The Overfitting Problem
Overfitting is the single biggest risk in backtesting. It happens when a strategy is tuned to fit historical data so precisely that it captures noise rather than signal.
Signs of overfitting include: a strategy that works perfectly on one specific date range but fails on others; a strategy with many parameters (more than 5-6) that each have narrow optimal ranges; or a strategy that requires frequent re-optimization to remain profitable.
The solution is out-of-sample testing. Never evaluate a strategy on the same data used to optimize it. FerroQuant uses walk-forward validation: the historical data is divided into rolling windows where each window has a training period (for optimization) followed by a test period (for evaluation). The strategy must prove itself on data it has never seen, repeatedly, across 7 years.
Walk-Forward Validation Explained
Walk-forward validation is the gold standard for backtesting. Here is how it works:
1. Divide your data into sequential windows (e.g., 6-month training + 2-month test) 2. Optimize strategy parameters on the training window 3. Run the strategy with those parameters on the test window (unseen data) 4. Record the test window results 5. Slide the window forward and repeat 6. Aggregate all test window results — this is your true expected performance
FerroQuant runs walk-forward validation across 7 years with overlapping windows. Each of the 165+ strategies is individually validated per instrument. A strategy that passes walk-forward validation on BTCUSDT may not pass on ETHUSDT — each instrument-strategy combination is treated independently.
This is computationally expensive (why we use Rust), but it produces the most honest assessment of strategy performance.
Key Metrics: Beyond Win Rate
Win rate alone is meaningless. A strategy with a 90% win rate can still lose money if the average loss is 10x the average win.
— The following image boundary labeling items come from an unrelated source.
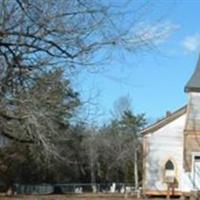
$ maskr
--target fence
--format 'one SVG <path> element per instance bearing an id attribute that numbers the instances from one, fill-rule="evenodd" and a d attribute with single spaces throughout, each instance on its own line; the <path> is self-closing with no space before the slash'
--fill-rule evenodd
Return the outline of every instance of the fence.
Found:
<path id="1" fill-rule="evenodd" d="M 15 184 L 15 190 L 18 194 L 65 194 L 65 193 L 125 193 L 134 192 L 132 184 L 125 183 L 71 183 L 71 184 L 38 184 L 23 185 Z"/>

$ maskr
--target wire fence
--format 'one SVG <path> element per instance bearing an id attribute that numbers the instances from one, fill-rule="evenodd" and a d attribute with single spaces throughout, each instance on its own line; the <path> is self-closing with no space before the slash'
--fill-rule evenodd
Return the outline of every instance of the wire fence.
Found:
<path id="1" fill-rule="evenodd" d="M 67 194 L 67 193 L 134 193 L 132 184 L 125 183 L 70 183 L 70 184 L 15 184 L 18 194 Z"/>

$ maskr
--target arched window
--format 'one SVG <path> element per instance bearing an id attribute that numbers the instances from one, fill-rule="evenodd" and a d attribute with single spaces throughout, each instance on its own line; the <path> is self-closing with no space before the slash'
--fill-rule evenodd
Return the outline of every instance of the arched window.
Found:
<path id="1" fill-rule="evenodd" d="M 174 164 L 171 160 L 168 160 L 165 164 L 165 170 L 174 170 Z"/>

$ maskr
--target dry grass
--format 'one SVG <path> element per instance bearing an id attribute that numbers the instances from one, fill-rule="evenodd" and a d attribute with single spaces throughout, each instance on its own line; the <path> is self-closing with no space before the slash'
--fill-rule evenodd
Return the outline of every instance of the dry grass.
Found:
<path id="1" fill-rule="evenodd" d="M 16 197 L 1 196 L 0 200 L 124 200 L 124 195 L 25 195 Z M 128 196 L 128 200 L 136 200 L 135 197 Z M 137 199 L 138 200 L 138 199 Z M 142 200 L 142 199 L 140 199 Z"/>

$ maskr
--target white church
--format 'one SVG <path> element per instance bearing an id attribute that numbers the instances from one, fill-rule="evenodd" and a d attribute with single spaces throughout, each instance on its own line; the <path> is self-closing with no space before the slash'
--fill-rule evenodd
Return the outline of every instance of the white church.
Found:
<path id="1" fill-rule="evenodd" d="M 142 131 L 144 194 L 200 190 L 200 58 L 185 92 L 187 105 Z"/>

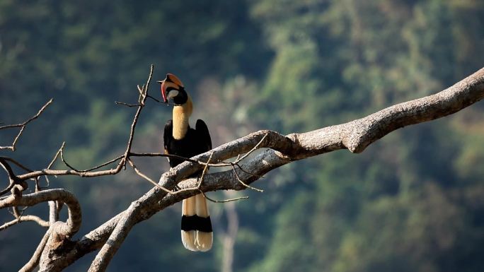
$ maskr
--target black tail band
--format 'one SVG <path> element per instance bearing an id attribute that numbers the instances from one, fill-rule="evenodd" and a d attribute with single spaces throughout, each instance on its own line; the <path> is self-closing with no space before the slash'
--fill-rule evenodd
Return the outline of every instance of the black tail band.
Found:
<path id="1" fill-rule="evenodd" d="M 182 215 L 182 230 L 200 230 L 204 232 L 212 232 L 212 222 L 210 216 L 207 218 L 198 215 Z"/>

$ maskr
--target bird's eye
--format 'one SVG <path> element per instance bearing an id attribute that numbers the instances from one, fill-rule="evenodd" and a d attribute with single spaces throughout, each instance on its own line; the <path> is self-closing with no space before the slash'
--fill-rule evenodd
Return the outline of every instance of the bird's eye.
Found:
<path id="1" fill-rule="evenodd" d="M 176 89 L 172 89 L 168 91 L 168 99 L 173 98 L 178 95 L 178 90 Z"/>

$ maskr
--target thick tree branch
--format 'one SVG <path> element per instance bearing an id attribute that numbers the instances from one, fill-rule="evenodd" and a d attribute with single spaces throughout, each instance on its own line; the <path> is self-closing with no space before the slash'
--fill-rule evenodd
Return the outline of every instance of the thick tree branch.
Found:
<path id="1" fill-rule="evenodd" d="M 51 229 L 62 236 L 71 237 L 79 230 L 81 221 L 81 206 L 71 192 L 63 189 L 52 189 L 21 196 L 11 195 L 0 201 L 0 208 L 13 206 L 30 206 L 51 201 L 62 201 L 67 205 L 69 218 L 66 223 L 57 221 Z"/>

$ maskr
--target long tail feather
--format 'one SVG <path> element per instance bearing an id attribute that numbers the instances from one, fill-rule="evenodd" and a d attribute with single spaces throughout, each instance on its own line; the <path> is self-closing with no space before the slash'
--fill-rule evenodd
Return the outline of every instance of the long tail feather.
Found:
<path id="1" fill-rule="evenodd" d="M 202 194 L 183 201 L 181 237 L 183 246 L 189 250 L 206 252 L 212 248 L 212 223 Z"/>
The metrics that matter are:
- Profit Factor: gross profit / gross loss. Above 1.5 is good, above 2.0 is excellent. - Maximum Drawdown: the largest peak-to-trough decline. This tells you the worst-case pain you will experience. - Sharpe Ratio: risk-adjusted return. Above 1.0 is acceptable, above 2.0 is strong. - Sortino Ratio: like Sharpe but only penalizes downside volatility. More relevant for directional strategies. - Recovery Factor: net profit / maximum drawdown. Tells you how quickly the strategy recovers from losses. - Trade Count: a strategy with a high Sharpe but only 10 trades is statistically unreliable. FerroQuant requires minimum 50 trades per walk-forward window.
When comparing strategies, focus on Sharpe ratio and maximum drawdown first. A strategy with a lower return but significantly lower drawdown is often preferable — you can increase position size to match returns while maintaining a better risk profile.
Common Backtesting Mistakes
These mistakes invalidate backtest results:
1. Look-ahead bias: using information that would not have been available at trade time (e.g., using daily close price to decide a trade made at market open). 2. Survivorship bias: only testing on instruments that exist today. Delisted tokens and bankrupt companies are excluded, inflating results. 3. Ignoring slippage and fees: a strategy that makes 0.1% per trade looks great until you account for 0.04% exchange fees + 0.02% average slippage. 4. Cherry-picking date ranges: testing only during bull markets or avoiding known crash periods. 5. Insufficient data: testing a daily strategy on 6 months of data produces statistically meaningless results.
FerroQuant addresses all of these: we use full historical data including delisted symbols, apply realistic slippage models per market, and require walk-forward validation across the full 7-year dataset.